I think that the intention is correct. However, I consider that on the one hand there is an excessive “design” and on the other and “elemental” interpretation of the demand. Just like their name, Elemental, but in a negative sense. Also, there are interpretations that have nothing to do with local conditions. The projects are an immediate response that tries to configure a popular environment with aesthetic quality. The fact that concerns me the most is the way some units that are able to evolve over time apparently allow the users’ participation. In these projects this is the weakest aspect.The effort in the design is good and always valid, but it is not well connected with the users’ intervention. The images in is this post do not show accurately what the interventions by the users are. There is a gap there that is unresolved, that obviously, needs to be re-thought.

cam · January 01, 2009

all smart solutions were at one point in time an experiment raúl.

raúl · January 01, 2009

I find interesting to see what happen with the houses. it makes me think that it is an experiment, more than a smart solution

David Basulto · January 01, 2009

"That is how we expect to contribute using architectural tools, to non-architectural questions, in this case, how to overcome poverty."

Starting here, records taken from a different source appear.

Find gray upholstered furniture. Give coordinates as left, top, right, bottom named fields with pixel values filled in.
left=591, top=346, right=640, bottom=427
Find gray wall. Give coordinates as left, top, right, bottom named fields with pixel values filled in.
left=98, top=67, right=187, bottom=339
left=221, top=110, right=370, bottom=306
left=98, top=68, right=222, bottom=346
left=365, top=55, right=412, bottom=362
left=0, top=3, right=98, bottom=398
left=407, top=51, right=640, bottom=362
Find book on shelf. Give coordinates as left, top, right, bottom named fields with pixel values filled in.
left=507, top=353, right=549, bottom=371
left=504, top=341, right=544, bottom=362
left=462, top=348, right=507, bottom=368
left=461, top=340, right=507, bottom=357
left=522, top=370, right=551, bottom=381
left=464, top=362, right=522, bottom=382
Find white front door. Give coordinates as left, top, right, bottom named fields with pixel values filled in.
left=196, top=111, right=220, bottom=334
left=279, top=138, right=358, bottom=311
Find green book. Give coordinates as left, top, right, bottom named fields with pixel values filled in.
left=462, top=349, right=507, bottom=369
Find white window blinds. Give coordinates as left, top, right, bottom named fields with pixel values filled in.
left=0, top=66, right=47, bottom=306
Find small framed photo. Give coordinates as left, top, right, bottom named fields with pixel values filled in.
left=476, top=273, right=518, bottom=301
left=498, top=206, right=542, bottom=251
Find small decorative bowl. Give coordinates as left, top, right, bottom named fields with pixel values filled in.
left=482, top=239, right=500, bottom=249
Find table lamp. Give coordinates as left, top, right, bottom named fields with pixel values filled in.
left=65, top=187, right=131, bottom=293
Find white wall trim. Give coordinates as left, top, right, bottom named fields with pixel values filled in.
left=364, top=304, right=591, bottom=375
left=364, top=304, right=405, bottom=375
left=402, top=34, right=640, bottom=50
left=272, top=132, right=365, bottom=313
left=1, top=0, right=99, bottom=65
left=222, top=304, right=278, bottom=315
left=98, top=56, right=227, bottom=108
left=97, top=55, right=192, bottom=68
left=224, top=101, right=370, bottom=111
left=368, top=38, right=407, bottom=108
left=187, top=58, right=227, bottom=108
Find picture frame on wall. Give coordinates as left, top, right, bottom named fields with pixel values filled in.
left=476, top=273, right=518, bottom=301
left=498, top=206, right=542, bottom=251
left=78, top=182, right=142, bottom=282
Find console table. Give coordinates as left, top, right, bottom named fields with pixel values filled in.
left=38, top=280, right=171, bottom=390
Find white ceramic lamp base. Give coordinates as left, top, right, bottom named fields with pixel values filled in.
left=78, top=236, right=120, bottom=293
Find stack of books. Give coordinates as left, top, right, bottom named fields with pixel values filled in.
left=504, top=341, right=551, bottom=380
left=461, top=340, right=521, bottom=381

That´s why Aravena made it to the Monocle Magazine 20 heroes list.

David Basulto · January 01, 2009


Interesting link. Thanks!

archizoo · January 01, 2009

Delightful innovation! Check out this (

Contemporary Art · January 01, 2009

I agree, this looks great. Homes anyone could be proud of.

roadkill · January 01, 2009

Still one of the most resourceful and best affordable housing projects ever... Well done - let's have some more drawings please!